Alçı, Ali Kemal Özcan'ın kendisini Bülent Arınç'ın Cumhurbaşkanı Erdoğan ile görüştürdüğünü ve görüşmede MİT Müsteşarı Hakan Fidan'ın da bulunduğunu söylediğini aktardı.
Alçı'ya göre Özcan, İmralı'ya son bir haftada iki kez gittiğini ve ikinci görüşmesinin davet sonucu olduğunu söyledi.

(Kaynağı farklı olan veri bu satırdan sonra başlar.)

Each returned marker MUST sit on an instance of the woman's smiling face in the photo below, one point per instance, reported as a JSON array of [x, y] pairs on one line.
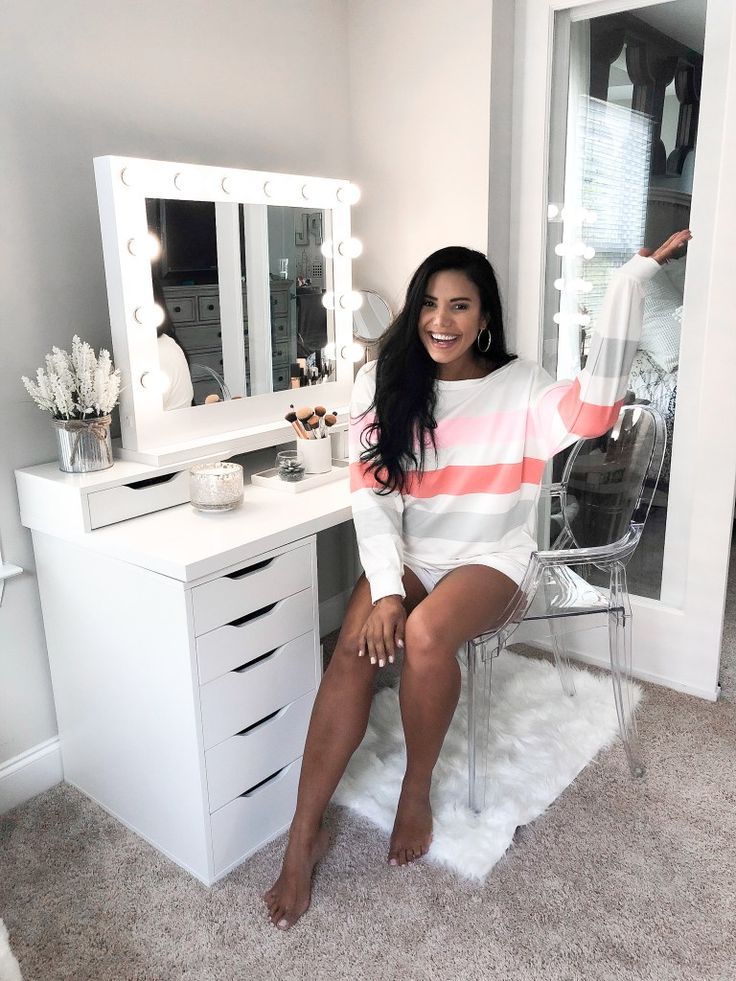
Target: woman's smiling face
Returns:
[[449, 323]]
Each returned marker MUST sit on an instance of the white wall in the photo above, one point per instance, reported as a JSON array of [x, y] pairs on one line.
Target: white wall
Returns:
[[420, 98], [252, 84]]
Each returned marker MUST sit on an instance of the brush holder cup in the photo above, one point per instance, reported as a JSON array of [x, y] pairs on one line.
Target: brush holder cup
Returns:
[[316, 454]]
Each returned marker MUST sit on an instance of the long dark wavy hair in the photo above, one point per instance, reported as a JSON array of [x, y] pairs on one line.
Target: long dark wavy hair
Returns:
[[406, 398]]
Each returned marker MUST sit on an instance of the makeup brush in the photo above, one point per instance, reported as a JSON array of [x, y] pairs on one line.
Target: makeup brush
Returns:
[[291, 418], [304, 415], [320, 412], [299, 422]]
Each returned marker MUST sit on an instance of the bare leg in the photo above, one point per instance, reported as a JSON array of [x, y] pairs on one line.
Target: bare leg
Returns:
[[463, 604], [338, 724]]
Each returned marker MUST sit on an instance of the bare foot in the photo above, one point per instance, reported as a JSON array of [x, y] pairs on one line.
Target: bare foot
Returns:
[[412, 833], [289, 896]]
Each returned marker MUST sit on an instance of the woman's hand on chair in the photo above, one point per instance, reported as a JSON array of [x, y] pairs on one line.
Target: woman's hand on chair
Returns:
[[383, 631], [669, 249]]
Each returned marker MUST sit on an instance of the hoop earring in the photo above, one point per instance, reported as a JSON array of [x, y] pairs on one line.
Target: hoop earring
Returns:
[[487, 341]]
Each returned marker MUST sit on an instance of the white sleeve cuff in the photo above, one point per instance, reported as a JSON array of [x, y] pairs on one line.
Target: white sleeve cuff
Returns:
[[385, 584]]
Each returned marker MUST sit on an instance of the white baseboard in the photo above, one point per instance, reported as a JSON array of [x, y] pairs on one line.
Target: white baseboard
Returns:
[[30, 773], [332, 611]]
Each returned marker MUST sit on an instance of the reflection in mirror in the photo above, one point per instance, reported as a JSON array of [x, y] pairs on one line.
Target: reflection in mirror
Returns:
[[185, 284], [300, 277], [623, 134], [372, 319]]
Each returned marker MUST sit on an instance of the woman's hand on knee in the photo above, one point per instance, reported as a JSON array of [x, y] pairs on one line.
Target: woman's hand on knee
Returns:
[[383, 631]]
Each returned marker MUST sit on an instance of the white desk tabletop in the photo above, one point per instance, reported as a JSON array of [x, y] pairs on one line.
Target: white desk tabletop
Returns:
[[186, 544]]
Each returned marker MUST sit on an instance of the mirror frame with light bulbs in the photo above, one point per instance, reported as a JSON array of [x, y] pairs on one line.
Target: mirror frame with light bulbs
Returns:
[[150, 434]]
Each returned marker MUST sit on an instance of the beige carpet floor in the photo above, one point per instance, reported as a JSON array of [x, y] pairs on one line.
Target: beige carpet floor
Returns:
[[617, 881]]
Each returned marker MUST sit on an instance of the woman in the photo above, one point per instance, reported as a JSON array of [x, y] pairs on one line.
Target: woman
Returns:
[[449, 437]]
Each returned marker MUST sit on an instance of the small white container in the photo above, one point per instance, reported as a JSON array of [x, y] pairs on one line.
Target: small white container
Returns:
[[216, 486], [316, 454]]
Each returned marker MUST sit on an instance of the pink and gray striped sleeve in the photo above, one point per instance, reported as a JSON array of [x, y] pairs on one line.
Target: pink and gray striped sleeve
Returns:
[[589, 405]]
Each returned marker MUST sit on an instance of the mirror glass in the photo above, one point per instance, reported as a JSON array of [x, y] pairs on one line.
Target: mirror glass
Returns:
[[623, 142], [372, 319], [186, 287]]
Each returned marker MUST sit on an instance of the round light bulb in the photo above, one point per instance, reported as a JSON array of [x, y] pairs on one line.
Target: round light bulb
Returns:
[[150, 316], [351, 301], [348, 194], [149, 247], [353, 352], [351, 248], [155, 381]]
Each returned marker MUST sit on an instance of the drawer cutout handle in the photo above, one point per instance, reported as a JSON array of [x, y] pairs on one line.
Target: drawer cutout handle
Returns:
[[152, 481], [256, 660], [260, 786], [241, 573], [252, 616], [257, 725]]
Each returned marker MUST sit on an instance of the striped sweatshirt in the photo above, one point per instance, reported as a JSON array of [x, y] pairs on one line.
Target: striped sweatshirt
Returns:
[[477, 496]]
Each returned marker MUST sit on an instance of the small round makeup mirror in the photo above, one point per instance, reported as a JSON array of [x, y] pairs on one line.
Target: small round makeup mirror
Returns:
[[372, 319]]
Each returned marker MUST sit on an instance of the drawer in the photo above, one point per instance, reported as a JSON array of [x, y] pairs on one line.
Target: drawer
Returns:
[[252, 588], [182, 310], [209, 307], [249, 821], [210, 359], [194, 339], [279, 302], [106, 507], [245, 759], [234, 646]]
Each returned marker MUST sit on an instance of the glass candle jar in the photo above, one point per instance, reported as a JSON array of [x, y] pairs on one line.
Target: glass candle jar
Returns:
[[216, 486]]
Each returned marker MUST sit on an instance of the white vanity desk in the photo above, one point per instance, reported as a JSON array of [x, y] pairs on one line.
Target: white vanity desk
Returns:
[[185, 656]]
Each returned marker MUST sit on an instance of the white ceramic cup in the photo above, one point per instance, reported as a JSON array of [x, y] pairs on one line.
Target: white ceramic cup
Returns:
[[316, 454]]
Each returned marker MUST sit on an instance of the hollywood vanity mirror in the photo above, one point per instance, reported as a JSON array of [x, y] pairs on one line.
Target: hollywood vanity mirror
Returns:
[[251, 273]]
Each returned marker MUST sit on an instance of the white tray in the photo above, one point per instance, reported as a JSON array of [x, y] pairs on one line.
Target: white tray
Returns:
[[270, 478]]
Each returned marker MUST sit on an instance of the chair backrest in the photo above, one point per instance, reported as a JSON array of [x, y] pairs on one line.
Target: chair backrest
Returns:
[[610, 480]]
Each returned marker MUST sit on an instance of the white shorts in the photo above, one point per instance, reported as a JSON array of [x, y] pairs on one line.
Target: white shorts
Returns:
[[511, 566]]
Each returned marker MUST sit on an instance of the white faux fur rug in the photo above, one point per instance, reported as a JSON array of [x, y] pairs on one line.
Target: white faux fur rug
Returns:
[[540, 740], [9, 969]]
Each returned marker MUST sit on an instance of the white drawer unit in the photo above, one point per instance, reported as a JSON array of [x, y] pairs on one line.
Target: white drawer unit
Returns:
[[106, 507], [183, 705], [251, 588], [248, 757], [254, 818]]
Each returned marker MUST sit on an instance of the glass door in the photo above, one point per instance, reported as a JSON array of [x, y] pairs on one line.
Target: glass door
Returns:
[[616, 122]]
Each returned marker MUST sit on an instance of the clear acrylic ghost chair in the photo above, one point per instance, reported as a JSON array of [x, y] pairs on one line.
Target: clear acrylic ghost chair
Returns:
[[604, 495]]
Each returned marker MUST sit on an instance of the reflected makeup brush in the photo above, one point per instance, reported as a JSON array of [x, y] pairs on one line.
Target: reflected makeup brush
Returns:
[[291, 418], [320, 412], [304, 415]]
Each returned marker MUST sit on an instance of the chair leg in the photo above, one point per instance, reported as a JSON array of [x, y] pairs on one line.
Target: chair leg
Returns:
[[619, 639], [559, 648], [480, 661]]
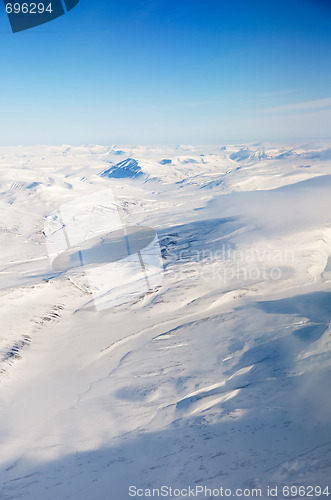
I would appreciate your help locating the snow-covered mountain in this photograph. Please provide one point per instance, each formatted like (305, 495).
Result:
(217, 377)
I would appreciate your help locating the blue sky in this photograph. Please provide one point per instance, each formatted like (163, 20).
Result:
(169, 72)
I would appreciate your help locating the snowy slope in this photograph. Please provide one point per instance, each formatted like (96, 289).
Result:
(220, 375)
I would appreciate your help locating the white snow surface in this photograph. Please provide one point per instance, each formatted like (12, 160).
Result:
(220, 376)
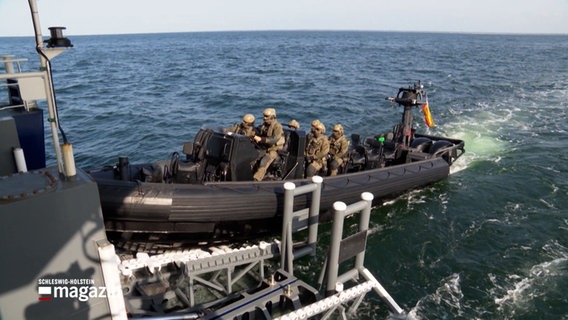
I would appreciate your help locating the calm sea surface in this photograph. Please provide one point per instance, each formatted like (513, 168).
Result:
(489, 242)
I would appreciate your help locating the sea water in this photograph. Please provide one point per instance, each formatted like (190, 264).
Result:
(489, 242)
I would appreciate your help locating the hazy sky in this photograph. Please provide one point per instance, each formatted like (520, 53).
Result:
(143, 16)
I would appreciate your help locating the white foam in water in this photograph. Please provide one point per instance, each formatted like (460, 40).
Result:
(448, 294)
(522, 290)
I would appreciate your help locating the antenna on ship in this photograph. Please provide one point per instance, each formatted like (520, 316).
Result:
(53, 47)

Nagehan Alçı'nın Habertürk'te yer bulan köşe yazısındaki ilgili bölüm şöyle:
"Bundan ancak sadece 1 ay önce Ali Kemal Özcan’ın kitaplarının Öcalan’a gittiği haberi gelmiş. Gerisini kendisi bana şöyle anlattı:
'Yıllardır derdimi anlatmaya çalışıyorum Nagehan Hanım. Ben bu örgütü ve Öcalan’ı çalışıyorum ve bu yapıyı çok iyi biliyorum. Başkan Erdoğan’a bir ulaşsam kendisini 15 dakikada ikna edeceğimi düşünüyordum hep. 10 gün kadar önce Bülent Arınç’a ulaştım, kendisine anlattım. Sayın Arınç beni aldı ve Başkan Erdoğan’ın yanına götürdü. O görüşmede Sayın Hakan Fidan da vardı.'
Özcan yaklaşık 1 hafta önce Öcalan ile görüşmek için ilk kez İmralı’ya gitmiş. 'Nasıl geçti? Neler konuştunuz? Öcalan’ın ruh hali ve havası nasıldı?' diye sordum, şunları söyledi:
'Abdullah Öcalan şu an Türkiye’ye komplolar kurulduğuna inanıyor. 7 Şubat 2012 krizinden başlıyor. O hadiseye ‘Narkoz komplosu’ diyor. İkinci olarak 17-25 Aralık 2013 darbe teşebbüsünü sayıyor. Sonra 15 Temmuz’u uzun uzun anlatıyor. Dördüncü olarak da son dönemi alıyor.'
Son dönemden kastının ne olduğunu açmasını istedim. 'FETÖ ve uluslararası güçlerin Erdoğan’ı mağlup etme girişimlerinin son yansımaları' olarak tanımlıyormuş Öcalan özellikle son 9 ay içinde olanları.
ÖCALAN O GÖRÜŞMEDE NE DEMİŞ?
Öcalan o görüşmede Özcan’a özellikle vurgulamış…
'Erdoğan’ın yenilmemesi ve yıkılmaması gerekiyor. Hem Türkiye’nin hem de Kürtlerin yararına olmaz bu durum.'
Açıklanmadığını öğrenince çok kızmış, köpürmüş ve mektubu Ali Kemal Özcan’a da vermiş. Özcan iki görüşmenin de çok verimli geçtiğini, Öcalan’ın kendisinin kitaplarını dikkatle okuduğunu söylediğini aktardı.
Elbette avukatların bu mektubu vermemesi ile Özcan’ın oraya tam da dün gidişi arasında bir bağlantı var. Sonuçta mektup savcılık aracılığıyla teslim ediliyor ve devlet her şeyi biliyor. Mektubun kamuoyu ile paylaşılmaması ihtimaline karşı devlet Özcan’ı yeniden İmralı’ya göndermiş.
Asrın Hukuk Bürosu ise önce mektubunun bir kopyasını HDP yetkililerine iletiyor. Elbette bu mektup HDP camiasında soğuk duş etkisi yaratıyor. Çünkü Öcalan’ın tarafsızlık tavrı HDP’nin mevcut politikasına ters. Öyle olunca bu mektup kamuoyuna sızmıyor.
Ben bu aksamaya rağmen Kürt meselesinin çözülmesi sürecinde Asrın Hukuk Bürosu’nun büyük önemini korumaya devam ettiğini düşünüyorum. Bu polemik uzatılmamalı ve taraflar yıpratılmamalı
Aynı şekilde Ali Kemal Özcan da PKK ve Öcalan uzmanı bir akademisyen olarak son derece iyi niyetle bu sürece dahil olmak istemiş bir insan. Bence kendisini her demokrat aydın desteklemeli. Özcan da tıpkı Öcalan gibi Kürt meselesini çözebilecek tek siyasi aktörün Recep Tayyip Erdoğan olduğuna inanıyor.
Ben de Nagehan Alçı olarak aynen böyle inanıyorum. Bu arada Bülent Arınç ve Hakan Fidan’ın da Kürt meselesinin çözümü için nasıl samimi gayretle uğraştığını bu olay vesilesiyle bir kez daha görüyoruz."